Using the mailer’s 10% conversion rate, to drive 100 additional sales per month, Wendy will have to increase the mailer’s output accordingly. However, the mailer has never been geared towards homeowners, nor does T-Co. have a list of residential addresses.

Now, here’s an example from a digital marketing practice T-Co. is thinking about implementing: Social Media Marketing (SMM). Wendy has determined that to reach individuals interested in home projects, T-Co. should consider placing ads on Facebook or Pinterest, since that’s where her target audience is active. Plus, she can target individuals who own homes and show interest in DIY projects. Using a general conversion rate of 4%, Wendy determines that social media ads will need to produce 2500 leads to meet her sales goal of 100 purchases per month.

6. How expensive are leads?

Once you have estimated how many leads you need to reach your sales goals, then it’s time to assess the potential cost and ROI of each.

For T-Co., a video series showcasing their products attracts inbound leads and complements social media advertising.

During this step, T-Co. calculated that increasing mailer activity according to the new goals would lead to a total spend of $12,000/month (an increase of only $6,000 due to bulk ordering rates), but that this increase would only lead to a gain in B2B clients.

To pursue new homeowner clientele via digital marketing, Wendy consulted with a marketing agency about what it would cost to attract 2500 new leads each month. The marketing agency suggested starting with a monthly SMM budget, which includes the cost of ads and the cost of professional management, of $12,500/month. In addition to ads, the digital marketing agency suggested a how-to video series at a one-time cost of $12,000. The idea would be to attract inbound leads, potential customers actively searching for a product like T-Co.’s.

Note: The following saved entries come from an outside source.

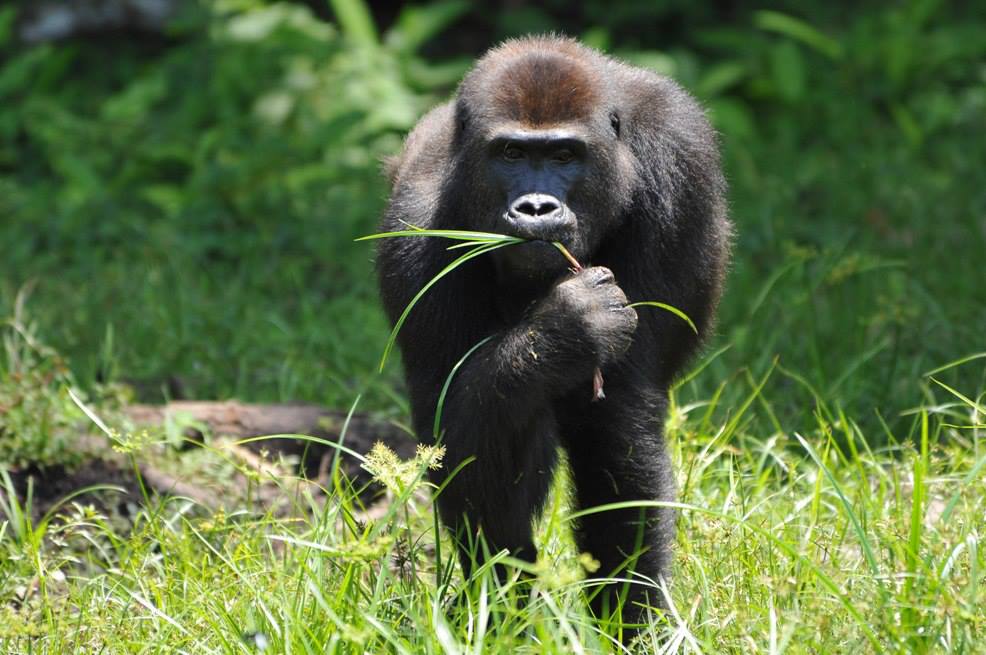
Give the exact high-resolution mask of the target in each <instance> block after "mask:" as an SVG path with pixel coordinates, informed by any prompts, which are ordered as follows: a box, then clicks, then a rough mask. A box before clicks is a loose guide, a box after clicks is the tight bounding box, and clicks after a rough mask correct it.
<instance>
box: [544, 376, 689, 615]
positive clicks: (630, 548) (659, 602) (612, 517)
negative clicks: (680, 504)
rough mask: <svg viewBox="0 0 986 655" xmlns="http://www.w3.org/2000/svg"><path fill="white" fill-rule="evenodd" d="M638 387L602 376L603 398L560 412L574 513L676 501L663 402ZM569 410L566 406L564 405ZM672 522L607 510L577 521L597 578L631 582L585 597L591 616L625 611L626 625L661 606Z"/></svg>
mask: <svg viewBox="0 0 986 655" xmlns="http://www.w3.org/2000/svg"><path fill="white" fill-rule="evenodd" d="M635 384H636V385H640V386H635ZM635 384H621V381H620V379H619V377H617V376H607V378H606V396H607V398H606V399H604V400H602V401H600V402H598V403H592V404H585V402H584V400H583V403H582V407H583V408H584V409H583V410H582V411H579V412H572V411H569V412H567V413H566V412H563V411H562V410H561V408H560V407H559V409H558V410H557V414H558V416H559V421H561V426H560V430H561V435H562V441H563V444H564V445H565V448H566V450H567V452H568V459H569V462H570V463H571V469H572V477H573V479H574V483H575V498H576V502H577V505H578V509H590V508H593V507H598V506H600V505H607V504H610V503H623V502H633V501H655V500H658V501H672V500H674V477H673V475H672V470H671V461H670V458H669V456H668V453H667V450H666V448H665V444H664V436H663V432H662V424H661V417H662V416H663V415H664V404H665V401H664V396H663V394H660V393H658V392H656V391H653V390H652V391H648V390H647V386H646V384H641V383H640V382H639V380H638V381H637V382H636V383H635ZM582 393H583V394H584V393H585V391H584V390H583V391H582ZM573 405H574V403H572V402H571V401H570V400H569V401H568V406H569V407H572V406H573ZM674 524H675V512H674V511H673V510H672V509H668V508H654V507H632V508H628V509H619V510H607V511H604V512H600V513H596V514H590V515H588V516H584V517H582V518H581V519H580V520H579V522H578V525H577V526H576V533H575V534H576V540H577V542H578V545H579V548H580V549H581V550H582V552H587V553H589V554H591V555H592V557H593V558H595V559H596V560H598V561H599V563H600V567H599V570H598V571H597V572H596V573H595V574H594V575H595V576H597V577H613V578H620V579H621V580H627V581H628V582H614V583H611V584H608V585H606V586H604V587H602V588H596V589H593V590H591V591H590V592H589V593H590V596H591V598H592V608H593V610H594V612H595V613H596V616H598V617H607V616H611V615H613V613H614V612H615V611H616V610H617V609H618V608H622V620H623V622H624V624H633V623H638V622H642V621H643V620H645V619H646V614H647V611H646V608H647V607H660V608H663V607H665V605H666V603H665V600H664V597H663V594H662V593H661V590H660V589H659V587H658V586H656V585H659V584H660V582H661V581H662V580H665V581H668V582H670V580H669V576H670V572H671V545H672V543H673V540H674V530H675V525H674ZM631 632H632V629H631Z"/></svg>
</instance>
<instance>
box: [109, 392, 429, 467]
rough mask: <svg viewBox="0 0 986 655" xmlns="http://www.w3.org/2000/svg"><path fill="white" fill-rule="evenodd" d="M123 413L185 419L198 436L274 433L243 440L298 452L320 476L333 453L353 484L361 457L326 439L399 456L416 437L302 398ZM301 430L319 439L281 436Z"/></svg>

Learn about cost per lead, and two other key marketing metrics.

7. Choose channels for max marketing ROI. (Sounds simple enough.)

You’ve made it so far into this process (or at least into this blog post, which is a feat in itself)! Now for the toughest part: making a decision based on what you’ve learned.

There may be more than one possibility for reframing your marketing strategy and practices. As a savvy businesswoman or man, you know there is no guaranteed success formula, but now you have valuable information you can use to move your marketing up to the next level.

What do you think T-Co. decided to do? Because T-Co.’s average kit costs $2,000, meeting a sales goal of 175 per month would make pursuing both the mailer and the social media marketing campaigns feasible ($24,500 would be exactly 7% of their gross revenue), but the video series—and the inbound leads— would be out of reach; plus, it would put a strain on their finances in the short term.

After discussing their options as a team and with the marketing agency, T-Co. decided to only slightly increase their current mailer circulation and to invest in the full Social Media Marketing campaign. They also decided to purchase the video series but decided to spread out filming and payments over six months.

Their efforts will help both in the short term, generating awareness, and the long term: using a new lead capture form on their website, T-Co. and Wendy will be able to gather information from website visitors interested in staying in touch, further capitalizing on the excellent ongoing relationship T-Co. has with builders and homeowners alike.

8. Track ROI, rinse, and repeat!

Depending on your marketing platform, reevaluate every three months to one year.

Depending on your marketing platform, reevaluate every three months to one year.

As you implement your plan, track the big three: leads, sales, and cost per sale. You and your marketing provider will most likely need to work together closely to form a complete picture. In time, you’ll be able to see what’s working, particularly from where you are attracting the most inbound leads (See Step 4). Then, you can make adjustments accordingly, further optimizing your marketing efforts and getting the most out of your work, whether it’s old school, new school, or a combination of both.